"Do as I say, not as I do." That was the way John R. Schneider III approached his clients for two years while at Charles Schwab, according to Yahoo Finance, before turning around spending habits that put him in thousands of dollars of debt. Schneider's follies were capped by cashing an employer-provided tuition reimbursement check for a trip to Las Vegas and throwing down his credit card for a car down payment, mistakes he said he'd never want his clients to make.
"Financial advisors are vulnerable to making bad decisions with their money just like everyone else. We’re all experts in our own fields, but we aren’t perfect," he said. "That’s why nurses smoke and financial advisors file for bankruptcy.”

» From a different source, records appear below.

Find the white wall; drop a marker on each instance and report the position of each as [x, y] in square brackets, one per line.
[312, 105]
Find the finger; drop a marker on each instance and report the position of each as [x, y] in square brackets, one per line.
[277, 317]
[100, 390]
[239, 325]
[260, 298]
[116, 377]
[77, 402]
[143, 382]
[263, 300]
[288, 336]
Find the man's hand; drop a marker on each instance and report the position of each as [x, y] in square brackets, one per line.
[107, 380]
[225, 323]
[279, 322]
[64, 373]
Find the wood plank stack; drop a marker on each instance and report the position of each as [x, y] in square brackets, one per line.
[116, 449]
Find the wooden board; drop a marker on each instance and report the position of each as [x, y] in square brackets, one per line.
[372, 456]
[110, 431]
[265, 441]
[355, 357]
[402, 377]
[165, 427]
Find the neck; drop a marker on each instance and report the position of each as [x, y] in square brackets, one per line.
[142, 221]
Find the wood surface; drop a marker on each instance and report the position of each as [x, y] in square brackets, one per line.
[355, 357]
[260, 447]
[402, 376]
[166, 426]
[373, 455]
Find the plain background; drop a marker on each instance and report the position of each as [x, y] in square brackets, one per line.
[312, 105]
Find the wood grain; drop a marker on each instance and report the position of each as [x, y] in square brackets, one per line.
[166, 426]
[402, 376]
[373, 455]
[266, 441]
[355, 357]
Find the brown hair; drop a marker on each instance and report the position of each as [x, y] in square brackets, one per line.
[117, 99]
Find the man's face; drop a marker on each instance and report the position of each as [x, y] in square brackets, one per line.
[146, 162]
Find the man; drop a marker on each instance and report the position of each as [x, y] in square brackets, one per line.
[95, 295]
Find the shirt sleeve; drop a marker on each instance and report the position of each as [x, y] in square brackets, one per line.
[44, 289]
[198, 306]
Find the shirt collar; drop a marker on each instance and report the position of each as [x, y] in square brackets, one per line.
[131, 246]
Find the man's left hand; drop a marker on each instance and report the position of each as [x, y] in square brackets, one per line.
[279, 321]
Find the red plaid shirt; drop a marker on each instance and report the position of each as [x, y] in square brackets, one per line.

Luckily Schneider's story didn't end in bankruptcy, but he and his partner still had to dig themselves out of $51,000 of debt. "Like Britney after she shaved her head and Neil Patrick post-Doogie, we completely changed our lives and our finances for our big comeback," he said on his website. Overspending on clothing, travel and dining out meant the couple spent about $30,000 more than they should have, every year. By adjusting their spending behavior, the two were able to pay off their debt and eventually start saving more for their retirement.
If you are feeling a senes of deja vu, you might be thinking of Carl Richards, the Park City, Utah-based financial advisor who described, in a New York Times 2010 piece, the experience of overextending himself and ultimately losing his home. He parlayed that into a popular book, "The Behavior Gap," and later into regular essays with accompanying napkin sketches that continue to this day in the Times.